Thank you, Mom and Dad.
I’ve recently become aware that not only did I avoid Dad’s interrogations and Mom’s shameless girl talks, I also avoided the pressures of the, sometimes obsessive, “matchmaking” parents. You’re probably thinking, well, yeah, it’s 2014. Matchmaking was buried with oil lamps and corsets. If you see matchmaking now, you’re either watching Fiddler on the Roof, you have an online dating profile (or two, or three–I’m not judging here), or you’re Chinese.
The dating scene in China is a bit different.
Chinese matchmaking is real; I know because the teachers at my school complain about the blind dates their parents set them up on. Normally, when you turn 25, your parents, uncles, aunts, and grandparents start in on the probing questions: When are you going to get married? Why don’t you have a boyfriend? …And then the set-ups.
Putting a whole new spin on “play-dates,” some parents are even dragging their toddlers to meet potential husbands and wives (Read this: baby blind dates)…because it’s never too early.
Sound like a competition to you? It is. And here’s why: Because of the male-favoring one-child policy introduced in the late 1970s–forcing over 300 million women to get abortions (http://www.nytimes.com/2013/05/22/opinion/chinas-brutal-one-child-policy.html?_r=0)–consequently, an enormous inequality in gender ratios exists: about 30 million more boys than girls.
So guys, you better be at the top of your game.
Earlier this week, Vera (one of the college counselors) talked to me about her dating life. She had just returned from a wedding for a friend of her family’s (a Chinese wedding lasts all day, even for the guests) and Vera was in the bridal party, which cannot leave the bride’s side (it’s good luck for a bride to have eight single women in her bridal party).
Vera said she felt down, but confessed she didn’t really want to get married as much as she wanted a dress and makeover. “The bride was so beautiful,” she said. When I asked her if she was dating anybody, she told me about the blind dates set up by her parents. From what I’ve heard, this is how they typically go:
- You’re mother tells you you’re getting too old and will turn into a lonely hag with no money or teeth.
- Then she tells you of an uncle’s neighbor’s friend’s son that she is going to set you up with. Of course she spills the essentials: how much money he has, his job, where he graduated from school, how many cars/houses/shops his family has, etc..
- After refusing this one, it happens again and again until you are shamelessly guilted into going on a date with somebody you have nothing in common with. (Vera said she hasn’t liked any of the guys her parents set her up with).
After listening to this, I suggested she find a guy by herself, but this just confused her. I explained dating in the U.S.: going out with friends and meeting people until you find someone you like talking to, who you have something in common with.

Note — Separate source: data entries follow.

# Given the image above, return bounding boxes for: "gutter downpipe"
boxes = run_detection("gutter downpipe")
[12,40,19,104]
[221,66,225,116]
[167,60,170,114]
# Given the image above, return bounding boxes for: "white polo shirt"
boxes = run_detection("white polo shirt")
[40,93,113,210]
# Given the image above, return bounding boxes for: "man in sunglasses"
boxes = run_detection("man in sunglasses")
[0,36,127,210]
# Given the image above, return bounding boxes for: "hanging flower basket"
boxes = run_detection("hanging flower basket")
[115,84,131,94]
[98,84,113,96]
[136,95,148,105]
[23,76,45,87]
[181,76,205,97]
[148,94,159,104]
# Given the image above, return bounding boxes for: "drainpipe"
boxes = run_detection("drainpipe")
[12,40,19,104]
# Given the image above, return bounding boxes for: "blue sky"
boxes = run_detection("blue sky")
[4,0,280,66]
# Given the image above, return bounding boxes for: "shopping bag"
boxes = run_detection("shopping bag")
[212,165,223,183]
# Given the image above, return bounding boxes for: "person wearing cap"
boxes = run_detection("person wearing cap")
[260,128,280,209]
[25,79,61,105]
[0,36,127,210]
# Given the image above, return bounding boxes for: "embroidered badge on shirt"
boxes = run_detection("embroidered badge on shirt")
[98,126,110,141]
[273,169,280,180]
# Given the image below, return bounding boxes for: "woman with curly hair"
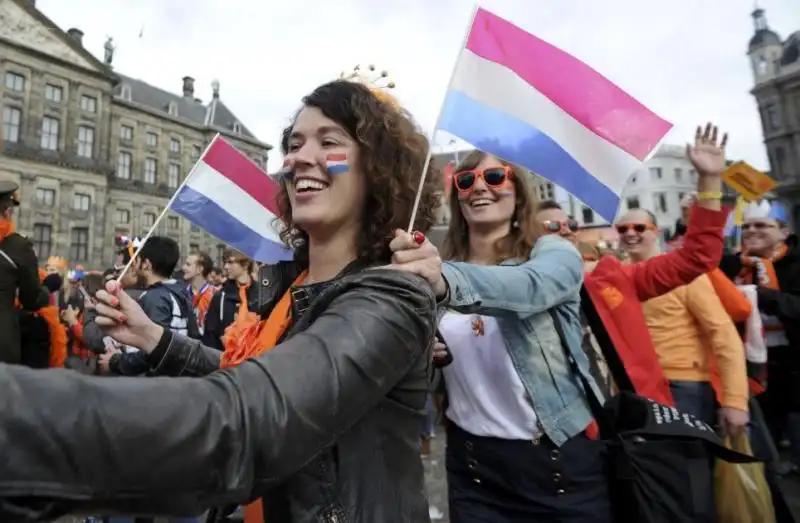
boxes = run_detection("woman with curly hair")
[0,80,441,523]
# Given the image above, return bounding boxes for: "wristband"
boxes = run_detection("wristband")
[695,191,722,201]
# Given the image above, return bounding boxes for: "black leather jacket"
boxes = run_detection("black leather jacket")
[0,266,436,523]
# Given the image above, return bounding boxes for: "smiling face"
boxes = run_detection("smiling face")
[616,209,660,260]
[284,106,365,240]
[456,154,516,230]
[742,217,786,256]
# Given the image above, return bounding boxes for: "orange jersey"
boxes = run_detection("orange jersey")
[192,283,216,333]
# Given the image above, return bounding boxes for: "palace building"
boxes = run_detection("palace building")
[0,0,272,268]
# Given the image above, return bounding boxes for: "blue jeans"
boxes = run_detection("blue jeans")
[669,380,717,427]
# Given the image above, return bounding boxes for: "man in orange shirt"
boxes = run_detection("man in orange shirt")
[617,207,749,435]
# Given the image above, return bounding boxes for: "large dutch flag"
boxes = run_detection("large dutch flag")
[439,8,673,221]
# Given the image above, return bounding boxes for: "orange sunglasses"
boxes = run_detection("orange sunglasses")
[615,223,657,235]
[452,165,514,193]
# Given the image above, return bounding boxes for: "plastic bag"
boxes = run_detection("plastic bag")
[715,433,776,523]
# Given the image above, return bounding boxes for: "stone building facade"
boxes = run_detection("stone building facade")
[746,7,800,227]
[0,0,272,268]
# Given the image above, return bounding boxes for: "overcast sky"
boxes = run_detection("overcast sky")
[38,0,800,173]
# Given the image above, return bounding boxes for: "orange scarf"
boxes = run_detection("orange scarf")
[739,243,788,291]
[14,267,68,368]
[0,218,14,243]
[220,271,308,523]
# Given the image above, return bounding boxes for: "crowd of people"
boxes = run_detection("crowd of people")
[0,78,797,523]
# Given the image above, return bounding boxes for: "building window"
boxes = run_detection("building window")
[689,169,697,183]
[36,188,55,207]
[4,72,24,92]
[626,197,640,210]
[2,106,21,143]
[774,147,786,178]
[115,209,131,224]
[674,168,683,182]
[168,163,180,188]
[216,244,225,265]
[190,225,200,233]
[32,223,52,259]
[44,84,63,103]
[167,216,180,229]
[537,183,555,201]
[69,228,89,261]
[40,116,59,150]
[143,212,156,228]
[117,152,132,179]
[77,126,94,158]
[80,95,97,113]
[192,144,202,158]
[146,132,158,147]
[653,192,668,213]
[233,122,242,133]
[766,104,780,130]
[649,167,662,180]
[189,243,199,254]
[582,206,594,225]
[120,124,133,141]
[168,102,178,117]
[170,137,181,153]
[72,192,91,211]
[120,84,132,101]
[144,158,157,184]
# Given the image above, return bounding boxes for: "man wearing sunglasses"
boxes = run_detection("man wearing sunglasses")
[535,200,580,246]
[719,200,800,473]
[615,203,748,436]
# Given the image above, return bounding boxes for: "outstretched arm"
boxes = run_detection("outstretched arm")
[0,271,435,518]
[442,235,583,319]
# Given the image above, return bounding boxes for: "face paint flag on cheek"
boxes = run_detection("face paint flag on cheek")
[326,153,349,175]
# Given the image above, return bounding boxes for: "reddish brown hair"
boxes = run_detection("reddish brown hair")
[440,151,539,264]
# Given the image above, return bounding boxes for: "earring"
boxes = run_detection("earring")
[512,219,519,228]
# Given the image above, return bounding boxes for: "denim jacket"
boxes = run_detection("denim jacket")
[441,234,604,446]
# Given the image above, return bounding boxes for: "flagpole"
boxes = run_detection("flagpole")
[406,5,479,231]
[115,133,221,282]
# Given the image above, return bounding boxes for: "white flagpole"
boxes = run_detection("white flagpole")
[116,133,221,282]
[407,5,479,232]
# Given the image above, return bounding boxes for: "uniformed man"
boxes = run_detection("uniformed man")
[0,180,50,364]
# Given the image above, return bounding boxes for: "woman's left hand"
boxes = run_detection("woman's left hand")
[387,230,447,298]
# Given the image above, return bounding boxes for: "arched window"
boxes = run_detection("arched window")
[120,84,132,101]
[233,121,242,134]
[168,101,179,117]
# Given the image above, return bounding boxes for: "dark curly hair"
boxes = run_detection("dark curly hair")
[277,80,440,266]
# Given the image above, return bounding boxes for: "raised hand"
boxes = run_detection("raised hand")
[686,122,728,176]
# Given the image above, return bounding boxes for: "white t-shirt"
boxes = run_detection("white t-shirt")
[439,312,538,440]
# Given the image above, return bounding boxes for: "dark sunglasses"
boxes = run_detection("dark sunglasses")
[742,222,776,231]
[615,223,656,235]
[453,166,513,192]
[543,219,579,233]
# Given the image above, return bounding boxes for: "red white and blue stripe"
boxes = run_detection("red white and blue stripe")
[171,136,293,263]
[439,8,673,221]
[326,153,349,175]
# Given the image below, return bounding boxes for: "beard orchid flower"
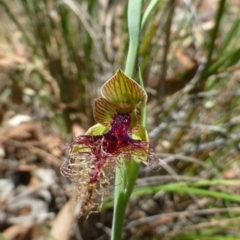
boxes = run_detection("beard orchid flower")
[61,69,159,215]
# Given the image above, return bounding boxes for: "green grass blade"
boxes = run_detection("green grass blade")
[201,0,226,79]
[141,0,161,30]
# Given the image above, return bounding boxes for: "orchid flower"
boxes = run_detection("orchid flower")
[61,69,159,215]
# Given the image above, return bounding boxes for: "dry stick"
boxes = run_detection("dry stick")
[140,152,209,210]
[156,154,209,209]
[126,207,240,230]
[168,108,195,153]
[136,175,201,187]
[5,139,61,167]
[159,153,209,167]
[166,216,240,237]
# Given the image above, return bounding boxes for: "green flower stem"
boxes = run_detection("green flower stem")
[111,1,143,240]
[124,0,143,77]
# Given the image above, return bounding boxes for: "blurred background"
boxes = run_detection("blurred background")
[1,0,240,239]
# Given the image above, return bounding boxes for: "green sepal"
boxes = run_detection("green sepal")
[131,125,149,163]
[85,123,108,135]
[132,125,148,141]
[70,144,90,155]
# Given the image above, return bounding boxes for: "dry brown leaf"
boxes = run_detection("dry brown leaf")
[72,123,85,138]
[2,224,32,240]
[50,195,78,240]
[1,123,41,143]
[222,168,238,179]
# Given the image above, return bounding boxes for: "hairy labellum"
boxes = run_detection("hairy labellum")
[61,69,160,215]
[61,113,149,214]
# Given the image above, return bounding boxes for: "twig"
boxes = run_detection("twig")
[136,175,201,187]
[4,139,61,167]
[166,216,240,237]
[126,207,240,230]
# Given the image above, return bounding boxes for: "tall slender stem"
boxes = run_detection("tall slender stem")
[111,1,143,239]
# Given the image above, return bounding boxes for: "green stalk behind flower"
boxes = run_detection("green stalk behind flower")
[111,1,143,240]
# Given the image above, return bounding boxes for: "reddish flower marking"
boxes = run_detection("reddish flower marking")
[61,113,150,215]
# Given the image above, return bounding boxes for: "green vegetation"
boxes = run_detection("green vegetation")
[1,0,240,239]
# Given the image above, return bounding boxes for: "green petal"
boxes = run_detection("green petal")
[70,124,108,156]
[132,125,148,141]
[85,123,108,135]
[101,69,147,114]
[132,149,148,163]
[94,98,116,127]
[131,125,149,163]
[71,144,90,155]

I told her we should go out this weekend and meet a guy, even though I knew that was a definite “no;” in Jiangyin, like most smaller China cities, most women don’t go out to bars unless they are working for one.
I’m too busy with my job to meet a guy, she said. Maybe I should have suggested Match.com, since it’s what my busy, working friends at home do. But I don’t know if there even is a Match.com in China…It seems like it would put a lot of parents out of business.